At a Glance
- Tasks: Design and implement advanced time-series models for cutting-edge AI systems.
- Company: Leading tech company in Greater London with a focus on innovation.
- Benefits: Competitive salary, remote/hybrid work options, and comprehensive benefits.
- Why this job: Join a pioneering team and shape the future of AI technology.
- Qualifications: PhD in relevant field, expertise in time-series modelling, Deep Learning, and Python.
- Other info: Flexible work environment with opportunities for professional growth.
The predicted salary is between 36000 - 60000 £ per year.
A leading tech company in Greater London is seeking a Time Series Researcher to design and implement foundational time-series models for their advanced AI system, Orbital. The role involves integrating physics into models, managing uncertainty, and ensuring robust production deployment.
Ideal candidates should have:
- A PhD
- Extensive experience with time-series modelling
- Strong skills in Deep Learning and Python
The position offers a remote or hybrid work setup with a competitive salary and benefits.
Remote Time Series Scientist for Production AI employer: Applied Computing
Contact Detail:
Applied Computing Recruiting Team
StudySmarter Expert Advice 🤫
We think this is how you could land Remote Time Series Scientist for Production AI
✨Tip Number 1
Network like a pro! Reach out to professionals in the AI and time-series fields on LinkedIn. Join relevant groups and participate in discussions to get your name out there and show off your expertise.
✨Tip Number 2
Prepare for those interviews! Brush up on your deep learning and Python skills, and be ready to discuss how you would integrate physics into time-series models. Practice common interview questions and have your own questions ready to show your interest.
✨Tip Number 3
Showcase your work! Create a portfolio of your time-series projects or any relevant research. This can really set you apart from other candidates and give potential employers a taste of what you can bring to the table.
✨Tip Number 4
Don’t forget to apply through our website! We’ve got loads of opportunities that might just be the perfect fit for you. Plus, applying directly shows your enthusiasm and commitment to joining our team.
We think you need these skills to ace Remote Time Series Scientist for Production AI
Some tips for your application 🫡
Tailor Your CV: Make sure your CV highlights your experience with time-series modelling and Deep Learning. We want to see how your skills align with the role, so don’t be shy about showcasing relevant projects or research!

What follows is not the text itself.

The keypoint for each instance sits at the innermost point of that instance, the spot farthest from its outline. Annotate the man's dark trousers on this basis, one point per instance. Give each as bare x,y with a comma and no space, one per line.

Craft a Compelling Cover Letter: Your cover letter is your chance to shine! Use it to explain why you’re passionate about integrating physics into AI models and how your background makes you a perfect fit for our team at StudySmarter.
Showcase Your Technical Skills: Since we’re looking for someone with strong Python skills, make sure to mention any specific libraries or frameworks you’ve worked with. We love seeing practical examples of your coding prowess!
Apply Through Our Website: We encourage you to apply directly through our website. It’s the best way for us to receive your application and ensures you don’t miss out on any important updates from our team!
How to prepare for a job interview at Applied Computing
✨Know Your Time Series Inside Out
Make sure you brush up on your time-series modelling knowledge. Be prepared to discuss specific models you've worked with, how you integrated physics into them, and the challenges you faced. This will show your depth of understanding and practical experience.
✨Showcase Your Deep Learning Skills
Since the role requires strong skills in Deep Learning, be ready to talk about your experience with relevant frameworks like TensorFlow or PyTorch. Bring examples of projects where you applied these skills, especially in relation to time-series data.
✨Prepare for Technical Questions
Expect technical questions that test your problem-solving abilities. Practice explaining complex concepts clearly and concisely, as you may need to demonstrate your thought process when tackling uncertainty in models.
✨Ask Insightful Questions
At the end of the interview, don’t forget to ask questions! Inquire about the team’s approach to production deployment or how they manage uncertainty in their models. This shows your genuine interest in the role and helps you assess if it’s the right fit for you.